Marketing Yogi: Session 4 - MDS, Factor Analysis: R code and HW

Update:

Received this email from ms Priyanka Guha:

Hello Professor,
I think there is a missing data in row 19 and column AJ of the second data sheet and so, I am getting an error while running the code. Can you please suggest how to go forward about that.

My response:

Hi Priyanka,
Yes, I just checked.
Pls replace it with the median for that column (3, I think). More generally, missing data is a part of most real world data sets. We usually impute the missing values provided there’s not too many of them. Means, medians etc are often used.

******************************************

Hi all,

Like I said in my opening statement in class today: Session 4 onwards MKTR gets heavy on R and tools and analysis.
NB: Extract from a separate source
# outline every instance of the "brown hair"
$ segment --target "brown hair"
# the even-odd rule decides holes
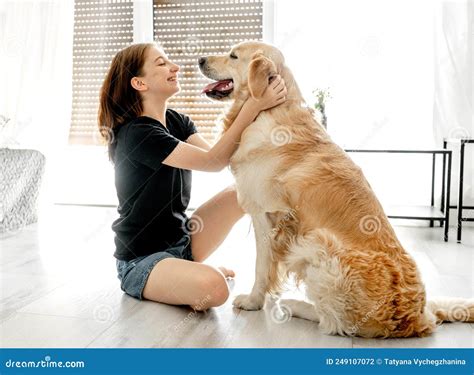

Last post, I discussed, demo-ed and deconstructed Joint Space maps (JSMs). This post is dedicated to MDS (and if its not too long), factor analysis. So, w/o further ado, here goes:

5. MDS code

MDS or Multi-dimensional scaling is the way we analyze overall-similarity (OS) data. Recall that you rated your impression of overall similarity among 9 car brands in a series of paired comparisons. We use that data for MDS here. The input is required in a particular format and there's some data cleaning and aggregation required. Luckily, a simple R function now takes care of that problem.

Pls find the data for MDS and subsequently factor analysis input in this google spreadsheet.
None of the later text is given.